Scott Karp has written a post defining his vision for a new kind of Web journalism: one in which linking to the vast sea of information beyond a newspaper’s walls becomes a key part of bringing news to readers. He writes:
“Do what you do best, and link to the rest” is Jeff Jarvis’ motto for newsrooms — the imperative is to reorient newsrooms from a resource-rich, monopoly distribution approach to reporting, where a newsroom could reasonably aim to do it all themselves, to a resource-constrained, networked media reality, where newsrooms must focus on original reporting that matters most — SUPPLEMENTED by links to other original reporting done by other newsrooms — and by individuals.
The idea is that journalists, editors, and newsrooms need to LEVERAGE the web, leverage the network to help them do more — in so many cases now, with less.
But I would take Jeff’s web-savvy advice a step further: “Make linking to the rest an essential part of what you do best.”
It’s a compelling vision, and the examples of forward-thinking papers already using Scott’s Publish2 network show it can be done. [After-the-fact disclosure: I now work for Scott at Publish2.] But as I’ve discussed with Scott, while this may be a great idea for newspaper Web sites, there are no hyperlinks in print. How can we marry this vision of newspaper-as-linker to the print product?
Return for a moment to the question of why newspapers are boring.
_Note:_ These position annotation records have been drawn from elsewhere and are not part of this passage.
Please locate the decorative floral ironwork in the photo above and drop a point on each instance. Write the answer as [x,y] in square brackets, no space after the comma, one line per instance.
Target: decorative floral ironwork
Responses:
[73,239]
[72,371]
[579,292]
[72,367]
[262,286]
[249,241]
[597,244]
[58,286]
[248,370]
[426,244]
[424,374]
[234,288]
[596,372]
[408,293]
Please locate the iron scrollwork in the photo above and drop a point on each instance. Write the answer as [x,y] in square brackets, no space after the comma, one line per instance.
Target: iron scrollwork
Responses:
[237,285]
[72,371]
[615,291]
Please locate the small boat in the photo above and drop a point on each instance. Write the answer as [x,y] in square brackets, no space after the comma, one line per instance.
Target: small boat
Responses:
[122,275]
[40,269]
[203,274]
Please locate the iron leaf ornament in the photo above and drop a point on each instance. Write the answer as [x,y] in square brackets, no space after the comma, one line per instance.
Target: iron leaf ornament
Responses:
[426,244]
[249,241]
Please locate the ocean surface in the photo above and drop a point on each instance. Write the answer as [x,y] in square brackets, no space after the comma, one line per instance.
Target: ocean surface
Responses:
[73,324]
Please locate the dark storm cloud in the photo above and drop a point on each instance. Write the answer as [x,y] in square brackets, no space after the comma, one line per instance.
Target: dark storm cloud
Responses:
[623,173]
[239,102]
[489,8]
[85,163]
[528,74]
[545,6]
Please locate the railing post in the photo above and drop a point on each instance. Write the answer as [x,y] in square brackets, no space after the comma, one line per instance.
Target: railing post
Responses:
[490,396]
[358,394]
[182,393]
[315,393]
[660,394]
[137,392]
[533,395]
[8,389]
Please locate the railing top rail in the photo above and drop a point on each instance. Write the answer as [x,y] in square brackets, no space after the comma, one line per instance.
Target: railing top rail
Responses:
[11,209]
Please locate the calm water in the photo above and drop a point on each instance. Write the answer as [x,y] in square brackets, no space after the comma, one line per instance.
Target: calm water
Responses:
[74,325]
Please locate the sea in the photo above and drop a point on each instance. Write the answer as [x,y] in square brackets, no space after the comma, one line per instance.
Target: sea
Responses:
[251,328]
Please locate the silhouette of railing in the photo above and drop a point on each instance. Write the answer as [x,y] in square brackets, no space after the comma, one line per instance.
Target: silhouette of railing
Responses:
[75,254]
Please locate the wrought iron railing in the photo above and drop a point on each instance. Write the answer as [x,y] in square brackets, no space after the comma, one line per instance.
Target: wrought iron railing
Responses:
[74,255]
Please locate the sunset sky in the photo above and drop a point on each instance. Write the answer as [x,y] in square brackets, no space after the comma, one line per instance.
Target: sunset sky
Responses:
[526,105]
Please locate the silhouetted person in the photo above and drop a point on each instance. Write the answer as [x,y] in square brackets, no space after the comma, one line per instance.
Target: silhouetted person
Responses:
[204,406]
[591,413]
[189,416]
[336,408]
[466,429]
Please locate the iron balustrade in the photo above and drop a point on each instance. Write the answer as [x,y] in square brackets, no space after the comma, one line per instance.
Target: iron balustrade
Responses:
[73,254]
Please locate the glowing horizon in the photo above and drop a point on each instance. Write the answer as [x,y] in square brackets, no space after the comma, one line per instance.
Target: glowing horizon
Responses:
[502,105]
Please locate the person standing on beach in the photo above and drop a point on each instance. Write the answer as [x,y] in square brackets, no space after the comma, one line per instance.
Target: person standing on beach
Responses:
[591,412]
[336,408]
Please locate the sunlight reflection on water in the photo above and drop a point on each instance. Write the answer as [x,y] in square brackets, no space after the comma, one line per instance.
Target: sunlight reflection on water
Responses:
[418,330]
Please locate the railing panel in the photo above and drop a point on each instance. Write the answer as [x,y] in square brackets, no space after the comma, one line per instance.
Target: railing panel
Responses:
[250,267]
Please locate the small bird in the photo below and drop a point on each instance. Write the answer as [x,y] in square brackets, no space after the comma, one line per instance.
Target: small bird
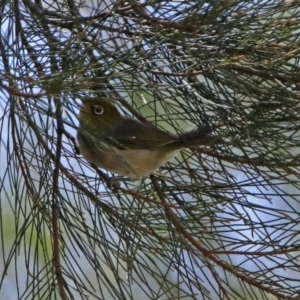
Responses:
[126,146]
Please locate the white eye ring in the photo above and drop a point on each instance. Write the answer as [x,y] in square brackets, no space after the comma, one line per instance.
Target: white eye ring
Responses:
[98,110]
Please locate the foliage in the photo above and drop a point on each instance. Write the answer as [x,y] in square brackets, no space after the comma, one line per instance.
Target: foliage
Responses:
[229,209]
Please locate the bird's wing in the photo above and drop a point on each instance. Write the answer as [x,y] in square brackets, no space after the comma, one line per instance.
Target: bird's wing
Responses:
[132,134]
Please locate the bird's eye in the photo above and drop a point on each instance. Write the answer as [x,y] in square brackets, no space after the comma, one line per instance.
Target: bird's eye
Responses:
[98,110]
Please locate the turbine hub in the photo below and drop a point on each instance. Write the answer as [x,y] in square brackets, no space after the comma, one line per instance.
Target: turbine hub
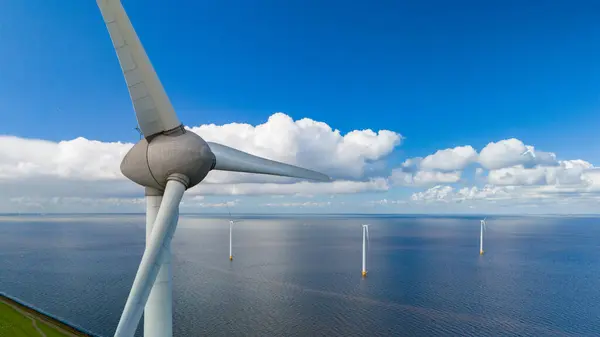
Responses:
[150,163]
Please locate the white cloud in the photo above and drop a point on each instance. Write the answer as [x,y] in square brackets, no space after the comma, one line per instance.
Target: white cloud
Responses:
[510,152]
[82,168]
[299,204]
[300,188]
[450,159]
[423,178]
[387,202]
[568,172]
[305,142]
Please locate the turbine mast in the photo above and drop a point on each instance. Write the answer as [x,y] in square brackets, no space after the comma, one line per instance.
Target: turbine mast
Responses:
[230,245]
[481,237]
[365,233]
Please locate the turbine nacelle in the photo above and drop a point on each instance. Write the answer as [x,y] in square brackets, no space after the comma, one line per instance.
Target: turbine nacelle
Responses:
[150,163]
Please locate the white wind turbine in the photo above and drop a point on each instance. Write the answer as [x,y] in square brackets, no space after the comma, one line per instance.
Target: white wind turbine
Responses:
[482,225]
[167,161]
[365,239]
[231,222]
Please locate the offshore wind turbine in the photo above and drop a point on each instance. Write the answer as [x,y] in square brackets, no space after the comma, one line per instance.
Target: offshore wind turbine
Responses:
[167,161]
[482,228]
[365,239]
[231,222]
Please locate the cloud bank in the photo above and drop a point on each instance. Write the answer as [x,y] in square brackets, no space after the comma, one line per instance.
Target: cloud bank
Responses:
[40,174]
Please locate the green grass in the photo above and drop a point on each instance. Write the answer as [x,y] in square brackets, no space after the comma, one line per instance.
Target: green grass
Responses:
[15,324]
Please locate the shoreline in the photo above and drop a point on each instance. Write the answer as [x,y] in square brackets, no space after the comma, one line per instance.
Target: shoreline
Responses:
[67,328]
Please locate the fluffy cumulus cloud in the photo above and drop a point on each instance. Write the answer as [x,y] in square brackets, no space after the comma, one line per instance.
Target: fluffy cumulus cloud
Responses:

I’ve suggested two answers: that the kinds of stories papers typically run aren’t interesting or relevant to average readers, and that non-local stories send the strongest signal that papers are boring. I described some institutional reasons papers run those kinds of stories, but I left out a main one: Those stories are a majority of what the wires provide.
Most newspapers rely for their non-local news and opinion on some combination of the AP and the Washington Post/LA Times, New York Times, and McClatchy-Tribune wires. These wire services are important and necessary for putting out a paper. But they deprive readers of so much more. “Horrible as it may sound, on many days the newsprint front page tastes of already chewed gum,” Jack Shafer writes in Slate. He’s right — because newspapers’ narrow pool of sources has been outpaced by the Internet.
All the great content that makes the Web so addictive/magical — all the stuff that Scott Karp wants papers to link to from their Web sites — is missing from print newspapers. Terrific magazine articles. Stories in smaller papers that don’t make it over the wires. Web sites. The blogosphere. Newspaper readers typically see little of this enormous conversation going on around them. No wonder papers read like a hermetically sealed relic of the pre-Internet age. They’ve basically walled themselves off from the greatest information explosion in decades.
Part of this is simply a matter of logistics and legality: The wires don’t include any of this stuff, so how can newspapers run it? I took Bill Walsh to task for saying “we go to press with the staff we have, not the staff we wish we had,” but it would certainly be accurate to say “we go to press with the wires we have.” And if editors do find something online, chances are they don’t have the rights to use it in full.
But I think papers’ self-segregation also stems from a combination of technological ignorance and an outdated view of the Web. How many editors routinely read blogs and other non-mainstream-media news and commentary? How many know what RSS is, let alone have their own reader set up? How many know how to make a tinyurl link? If you don’t know what’s out there, you can’t bring it to your readers. I’m guessing that the old view of “You can’t trust what you find on the Internet” is still recited too often as an incantation to avoid grappling with the implications of the Web.
The truth is, most prominent blogs are connected to established media outlets or are written by journalists (Andrew Sullivan and James Fallows blog at the Atlantic; Talking Points Memo just won a George Polk award); or they’re written by academics and experts (Balkinization on law); or they’re just fun pop culture blogs or aggregators where the trust is transparent: in the quality of their riffs and links (Best Week Ever, Kottke.org). Newspaper editors and reporters need to dive in to the not-so-wild Web, if they haven’t already, so we can start figuring out how to bring all of these great voices into newspapers.
For the long term, that means coming up with a new rights system or a new version of the wires so print papers can use material from the Web. But in the meantime, there are ways to bring the Web into the paper. In today’s tbt*, for example, I took a quote from this amazing video report on Dean Kamen’s new bionic arm and turned it into a little item on our News Talk pages. I also included a tinyurl link to a story from a local New Hampshire paper about the man who is testing out the new arm. Tinyurls in print are nowhere near as efficient as a Web link. Most readers probably won’t follow them. But some will — and they’ll find something that was more interesting than anything else in the paper today.
Newspapers are ultimately boring because you always know what you’re going to see — politics, war, city council meetings, basketball scores — and you can expect they’ll be heavy on simplistic conventional wisdom. Great blogs are interesting because you never know what they’ll link to next, or what insightful commentary they’ll come up with. If newspapers had more of that surprise, more of those interesting voices, then readers wouldn’t know what they’re going to see when they pick up the paper in the morning. And that’s the surest way of getting them to keep picking it up.